## Homework

### Set up the environment

You need to install Python, NumPy, Pandas, Matplotlib and Seaborn. For that, you can use the instructions from
[06-environment.md](../../../01-intro/06-environment.md).

### Q1. Pandas version

What's the version of Pandas that you installed?

You can get the version information using the `__version__` field:


In [None]:
pd.__version__


### Getting the data 

For this homework, we'll use the Car Fuel Efficiency dataset.

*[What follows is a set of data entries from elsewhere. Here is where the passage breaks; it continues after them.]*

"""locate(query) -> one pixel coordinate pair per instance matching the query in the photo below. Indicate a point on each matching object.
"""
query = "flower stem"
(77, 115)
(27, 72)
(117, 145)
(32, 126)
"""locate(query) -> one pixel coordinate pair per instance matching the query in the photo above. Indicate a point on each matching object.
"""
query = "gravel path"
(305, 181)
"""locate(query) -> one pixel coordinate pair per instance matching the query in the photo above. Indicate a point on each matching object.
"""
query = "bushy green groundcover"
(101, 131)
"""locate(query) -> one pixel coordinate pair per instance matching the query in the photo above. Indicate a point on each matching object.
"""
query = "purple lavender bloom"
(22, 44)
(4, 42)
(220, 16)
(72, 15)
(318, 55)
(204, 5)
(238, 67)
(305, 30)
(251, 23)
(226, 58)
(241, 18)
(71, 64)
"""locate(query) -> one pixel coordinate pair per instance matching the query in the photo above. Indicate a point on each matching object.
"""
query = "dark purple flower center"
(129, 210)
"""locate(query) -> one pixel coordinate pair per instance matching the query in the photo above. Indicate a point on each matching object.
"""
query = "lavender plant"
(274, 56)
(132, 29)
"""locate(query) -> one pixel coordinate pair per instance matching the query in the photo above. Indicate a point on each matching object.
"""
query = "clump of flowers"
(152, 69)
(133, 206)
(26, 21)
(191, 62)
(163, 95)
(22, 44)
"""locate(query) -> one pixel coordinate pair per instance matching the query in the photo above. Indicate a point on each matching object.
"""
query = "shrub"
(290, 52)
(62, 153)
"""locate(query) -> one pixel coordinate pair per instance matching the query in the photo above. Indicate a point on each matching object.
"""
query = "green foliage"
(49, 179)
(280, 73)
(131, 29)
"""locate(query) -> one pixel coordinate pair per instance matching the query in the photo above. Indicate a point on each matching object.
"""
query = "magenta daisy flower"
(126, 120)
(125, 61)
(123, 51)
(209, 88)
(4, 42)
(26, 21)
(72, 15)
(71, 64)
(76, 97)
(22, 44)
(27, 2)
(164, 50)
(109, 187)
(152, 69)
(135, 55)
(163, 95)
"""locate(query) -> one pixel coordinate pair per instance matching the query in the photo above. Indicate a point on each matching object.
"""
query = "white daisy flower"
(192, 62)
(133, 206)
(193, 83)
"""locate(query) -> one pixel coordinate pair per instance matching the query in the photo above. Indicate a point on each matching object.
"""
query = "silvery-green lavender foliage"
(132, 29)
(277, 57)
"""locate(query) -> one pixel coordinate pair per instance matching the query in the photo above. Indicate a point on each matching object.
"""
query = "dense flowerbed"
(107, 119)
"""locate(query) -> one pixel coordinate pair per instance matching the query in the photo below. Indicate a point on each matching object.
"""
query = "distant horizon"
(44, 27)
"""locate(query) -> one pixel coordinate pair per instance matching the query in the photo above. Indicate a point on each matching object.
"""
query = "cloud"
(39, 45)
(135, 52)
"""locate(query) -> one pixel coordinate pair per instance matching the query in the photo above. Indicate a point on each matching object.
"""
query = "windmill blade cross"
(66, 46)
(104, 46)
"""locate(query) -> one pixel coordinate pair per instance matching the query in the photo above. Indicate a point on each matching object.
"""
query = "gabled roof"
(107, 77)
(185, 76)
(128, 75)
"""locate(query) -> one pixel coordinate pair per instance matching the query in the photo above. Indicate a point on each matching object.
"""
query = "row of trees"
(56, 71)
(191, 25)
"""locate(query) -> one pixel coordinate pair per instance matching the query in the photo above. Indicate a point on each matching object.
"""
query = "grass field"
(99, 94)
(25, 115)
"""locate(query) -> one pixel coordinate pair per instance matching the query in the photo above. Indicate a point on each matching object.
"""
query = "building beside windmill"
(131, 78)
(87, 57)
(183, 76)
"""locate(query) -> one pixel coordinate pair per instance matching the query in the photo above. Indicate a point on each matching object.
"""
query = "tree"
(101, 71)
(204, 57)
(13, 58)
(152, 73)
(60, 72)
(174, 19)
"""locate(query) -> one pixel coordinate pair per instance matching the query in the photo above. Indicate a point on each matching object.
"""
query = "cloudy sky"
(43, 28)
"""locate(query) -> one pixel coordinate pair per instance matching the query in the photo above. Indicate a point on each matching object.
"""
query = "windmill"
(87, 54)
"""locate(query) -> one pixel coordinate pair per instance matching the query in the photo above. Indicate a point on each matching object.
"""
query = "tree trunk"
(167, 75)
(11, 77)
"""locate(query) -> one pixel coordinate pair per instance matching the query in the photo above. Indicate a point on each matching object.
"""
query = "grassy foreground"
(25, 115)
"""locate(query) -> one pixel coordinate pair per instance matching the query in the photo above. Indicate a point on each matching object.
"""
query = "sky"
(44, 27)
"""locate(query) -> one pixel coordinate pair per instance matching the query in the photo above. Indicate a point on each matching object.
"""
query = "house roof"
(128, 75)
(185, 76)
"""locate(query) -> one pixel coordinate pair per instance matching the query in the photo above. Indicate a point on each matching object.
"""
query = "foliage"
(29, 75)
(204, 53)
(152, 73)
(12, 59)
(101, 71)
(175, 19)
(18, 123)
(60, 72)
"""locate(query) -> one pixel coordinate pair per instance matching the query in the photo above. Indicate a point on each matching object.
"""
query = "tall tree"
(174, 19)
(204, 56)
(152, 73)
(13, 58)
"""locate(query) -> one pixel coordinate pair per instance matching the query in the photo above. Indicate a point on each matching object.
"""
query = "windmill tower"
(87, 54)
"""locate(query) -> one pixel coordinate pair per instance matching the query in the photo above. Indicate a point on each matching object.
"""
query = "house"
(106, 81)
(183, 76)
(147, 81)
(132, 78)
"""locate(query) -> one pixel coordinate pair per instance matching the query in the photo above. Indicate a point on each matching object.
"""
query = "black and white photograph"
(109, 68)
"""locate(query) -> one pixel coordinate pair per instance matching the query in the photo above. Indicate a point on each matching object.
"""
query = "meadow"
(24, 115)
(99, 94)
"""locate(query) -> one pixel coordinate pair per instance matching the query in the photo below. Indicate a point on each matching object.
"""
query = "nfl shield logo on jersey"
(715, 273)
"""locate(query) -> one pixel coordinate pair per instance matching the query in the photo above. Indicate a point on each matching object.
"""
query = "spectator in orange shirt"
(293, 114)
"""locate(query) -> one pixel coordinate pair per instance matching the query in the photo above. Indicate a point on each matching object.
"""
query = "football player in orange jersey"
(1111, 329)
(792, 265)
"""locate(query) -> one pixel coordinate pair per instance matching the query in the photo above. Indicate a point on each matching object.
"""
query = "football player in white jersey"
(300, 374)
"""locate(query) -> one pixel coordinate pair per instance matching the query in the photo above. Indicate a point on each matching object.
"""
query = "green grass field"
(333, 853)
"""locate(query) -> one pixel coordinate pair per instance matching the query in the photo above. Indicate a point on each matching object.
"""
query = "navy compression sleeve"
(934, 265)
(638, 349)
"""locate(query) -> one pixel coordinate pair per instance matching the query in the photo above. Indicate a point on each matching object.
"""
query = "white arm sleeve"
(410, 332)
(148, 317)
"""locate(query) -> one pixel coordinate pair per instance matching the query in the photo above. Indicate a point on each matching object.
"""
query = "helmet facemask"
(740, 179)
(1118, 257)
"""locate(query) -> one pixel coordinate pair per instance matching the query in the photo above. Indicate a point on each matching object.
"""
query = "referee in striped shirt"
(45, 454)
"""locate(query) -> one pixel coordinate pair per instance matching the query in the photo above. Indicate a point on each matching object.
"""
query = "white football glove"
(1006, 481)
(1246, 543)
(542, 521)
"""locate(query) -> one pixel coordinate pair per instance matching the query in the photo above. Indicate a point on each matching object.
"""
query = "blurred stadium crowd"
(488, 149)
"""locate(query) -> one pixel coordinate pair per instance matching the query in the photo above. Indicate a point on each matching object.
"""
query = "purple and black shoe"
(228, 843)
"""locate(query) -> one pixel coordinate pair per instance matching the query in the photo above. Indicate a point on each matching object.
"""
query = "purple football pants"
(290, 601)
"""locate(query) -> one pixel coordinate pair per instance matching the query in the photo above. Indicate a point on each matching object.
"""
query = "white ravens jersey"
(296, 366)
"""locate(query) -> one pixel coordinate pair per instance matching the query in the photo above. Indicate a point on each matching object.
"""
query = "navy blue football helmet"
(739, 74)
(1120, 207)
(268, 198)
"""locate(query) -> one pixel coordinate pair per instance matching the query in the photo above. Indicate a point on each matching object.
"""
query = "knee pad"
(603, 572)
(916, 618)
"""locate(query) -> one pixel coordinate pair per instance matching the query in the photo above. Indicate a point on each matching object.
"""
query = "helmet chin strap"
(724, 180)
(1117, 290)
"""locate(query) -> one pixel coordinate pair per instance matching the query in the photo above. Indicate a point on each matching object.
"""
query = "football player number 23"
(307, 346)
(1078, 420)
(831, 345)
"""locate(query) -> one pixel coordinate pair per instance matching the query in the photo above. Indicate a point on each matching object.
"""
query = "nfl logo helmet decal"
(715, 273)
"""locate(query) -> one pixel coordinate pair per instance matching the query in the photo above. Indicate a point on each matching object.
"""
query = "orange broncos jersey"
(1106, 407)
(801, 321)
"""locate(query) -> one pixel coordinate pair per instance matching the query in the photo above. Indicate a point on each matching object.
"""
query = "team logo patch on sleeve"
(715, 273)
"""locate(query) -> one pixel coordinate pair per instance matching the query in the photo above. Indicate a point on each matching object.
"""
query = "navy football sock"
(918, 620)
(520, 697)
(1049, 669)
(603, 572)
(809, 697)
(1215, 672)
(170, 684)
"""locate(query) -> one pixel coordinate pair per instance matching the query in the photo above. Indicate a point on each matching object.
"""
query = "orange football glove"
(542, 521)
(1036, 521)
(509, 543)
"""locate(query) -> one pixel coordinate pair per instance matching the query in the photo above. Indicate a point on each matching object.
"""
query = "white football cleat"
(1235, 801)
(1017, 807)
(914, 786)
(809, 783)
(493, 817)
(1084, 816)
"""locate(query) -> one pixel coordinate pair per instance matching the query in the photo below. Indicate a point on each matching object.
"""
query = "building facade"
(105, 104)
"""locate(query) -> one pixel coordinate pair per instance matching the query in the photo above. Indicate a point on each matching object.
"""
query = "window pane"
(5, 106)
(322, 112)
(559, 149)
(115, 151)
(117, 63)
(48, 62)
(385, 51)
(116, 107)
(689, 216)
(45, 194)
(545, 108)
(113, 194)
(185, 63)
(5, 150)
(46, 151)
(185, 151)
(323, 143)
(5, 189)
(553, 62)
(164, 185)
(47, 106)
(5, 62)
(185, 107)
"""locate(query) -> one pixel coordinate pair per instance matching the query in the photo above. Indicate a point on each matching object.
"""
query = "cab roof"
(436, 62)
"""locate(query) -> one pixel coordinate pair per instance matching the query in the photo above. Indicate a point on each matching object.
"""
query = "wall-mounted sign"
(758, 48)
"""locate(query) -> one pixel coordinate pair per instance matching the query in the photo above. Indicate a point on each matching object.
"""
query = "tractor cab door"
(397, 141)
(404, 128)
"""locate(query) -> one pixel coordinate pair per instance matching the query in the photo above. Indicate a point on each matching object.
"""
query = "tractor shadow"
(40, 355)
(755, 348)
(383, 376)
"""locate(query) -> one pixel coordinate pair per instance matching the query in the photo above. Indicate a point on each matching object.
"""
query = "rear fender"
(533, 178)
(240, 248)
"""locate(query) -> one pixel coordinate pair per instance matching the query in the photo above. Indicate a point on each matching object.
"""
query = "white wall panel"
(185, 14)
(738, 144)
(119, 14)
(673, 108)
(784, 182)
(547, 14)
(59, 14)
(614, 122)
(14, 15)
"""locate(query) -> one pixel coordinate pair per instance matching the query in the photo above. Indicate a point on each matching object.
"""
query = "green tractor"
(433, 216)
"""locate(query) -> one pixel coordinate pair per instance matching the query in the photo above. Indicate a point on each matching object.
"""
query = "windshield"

Download it from <a href='https://raw.githubusercontent.com/alexeygrigorev/datasets/master/car_fuel_efficiency.csv'>here</a>.

You can do it with wget:

```bash
wget https://raw.githubusercontent.com/alexeygrigorev/datasets/master/car_fuel_efficiency.csv
```

Or just open it with your browser and click "Save as...".

Now read it with Pandas.

**How I got the result**

Used attribute `__version__` pandas:


In [None]:
import pandas as pd
pd.__version__
# 2.3.2

Q1 — Pandas version: 2.3.2

### Q2. Records count

How many records are in the dataset?

- 4704
- 8704
- 9704
- 17704

Counted the number of rows in the DataFrame:


In [None]:
import pandas as pd
df = pd.read_csv("https://raw.githubusercontent.com/alexeygrigorev/datasets/master/car_fuel_efficiency.csv")
len(df)        # 9704
# ou: df.shape[0]

Q2 — Records count: 9704

### Q3. Fuel types

How many fuel types are presented in the dataset?

- 1
- 2
- 3
- 4

Counted the number of distinct categories in `fuel_type` and checked the distribution:


In [None]:
df['fuel_type'].nunique()        # 2
df['fuel_type'].value_counts()   # optional: to see which and how many of each

Q3 — Fuel types: 2

### Q4. Missing values

How many columns in the dataset have missing values?

- 0
- 1
- 2
- 3

Checked, per column, if there is at least one missing value and counted how many columns have them:


In [None]:
cols_com_na = df.columns[df.isna().any()]
qtd_cols_com_na = df.isna().any().sum()
list(cols_com_na)


> Since the options did not include 4, I selected the closest one (3), as instructed in the assignment.
Q4 — Columns with missing values: 4

### Q5. Max fuel efficiency

What's the maximum fuel efficiency of cars from Asia?

- 13.75
- 23.75
- 33.75
- 43.75

Filtered the records where `origin == 'Asia'` and calculated the maximum of the efficiency column. Depending on the dataset version, the column may be named `fuel_efficiency`, `combined_mpg` or `fuel_efficiency_mpg`. Below I show a robust approach that automatically finds an efficiency/MPG column:


In [None]:
df_asia = df[df['origin'] == 'Asia']

candidatas = [c for c in df.columns 
              if 'efficien' in c.lower() or c.lower().endswith('mpg') or 'mpg' in c.lower()]

col_ef = candidatas[0]
df_asia[col_ef].max()

Q5 — Max fuel efficiency (Asia): 23.75

### Q6. Median value of horsepower



1. Find the median value of `horsepower` column in the dataset.
2. Next, calculate the most frequent value of the same `horsepower` column.
3. Use `fillna` method to fill the missing values in `horsepower` column with the most frequent value from the previous step.
4. Now, calculate the median value of `horsepower` once again.

Has it changed?


- Yes, it increased
- Yes, it decreased
- No

1) Original median of `horsepower`:


In [None]:
mediana_antes = df['horsepower'].median()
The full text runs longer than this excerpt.